PF/Tijah site views and downloads

Friday, January 18th, 2008, posted by Djoerd Hiemstra

The MultimediaN board asks for “Economic impact”, so I gathered some statistics on the usage of PF/Tijah:

  • Between 1 May 2007 and now, the site was visited 1162 times, 5127 page views in total
  • Between between 22 October 2007 (last release) and now, there were 1100 downloads of MonetDB/XQuery 0.20 (including PF/Tijah) 46 of those downloads, so 4.2 %, were directed from the Pf/Tijah site

PF/Tijah documentation available as technical report

Wednesday, December 19th, 2007, posted by Djoerd Hiemstra

by Djoerd Hiemstra, Henning Rode, and Jan Flokstra

PF/Tijah (Pathfinder/Tijah, pronounce as “Pee Ef Teeja“) is a flexible open source text search system developed at the University of Twente in cooperation with CWI Amsterdam and TU München. The system is integrated in the Pathfinder XQuery database system and can be downloaded as part of MonetDB/XQuery. This report contains user documentation of PF/Tijah, including example usage in three show cases.

For more information, see: PF/Tijah site

SIGIR’s 30th anniversary: an analysis of trends in IR research and the topology of its community

Wednesday, November 21st, 2007, posted by Djoerd Hiemstra

by Djoerd Hiemstra, Claudia Hauff, Franciska de Jong, and Wessel Kraaij

This paper presents an analysis of all SIGIR proceedings to date in order to summarize what IR researchers discussed over the years, where they are from, and whether subcommunities can be identified, determined by co-authorship.

[pdf] [more info]

SIGIR 30th Anniversary Search Demo

Thursday, June 21st, 2007, posted by Djoerd Hiemstra

SIGIR will have its 30th conference this year. To celebrate this, we created some fun search applications that search the abstracts of 30 years of SIGIR proceedings at:

Enter your favorite IR topic to search in the abstracts of 30 years of SIGIR and find experts, periods and geographical locations associated with your search. The “mystery link” will be revealed at the conference in Amsterdam.

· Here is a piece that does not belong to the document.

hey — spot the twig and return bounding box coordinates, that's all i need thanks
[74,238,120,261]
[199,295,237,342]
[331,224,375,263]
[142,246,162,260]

Vojkan Mihajlovic defends Ph.D. thesis on structured information retrieval

Friday, December 8th, 2006, posted by Djoerd Hiemstra

Score Region Algebra: A flexible framework for structured information retrieval

by Vojkan Mihajlovic

The scope of the research presented in this thesis is the retrieval of relevant information from structured documents. The thesis describes a framework for information retrieval in documents that have some form of annotation used for describing logical and semantical document structure, such as XML and SGML. The development of the structured information retrieval framework follows the ideas from both database and information retrieval worlds. It uses a three-level database architecture and implements relevance scoring mechanisms inherited from information retrieval models.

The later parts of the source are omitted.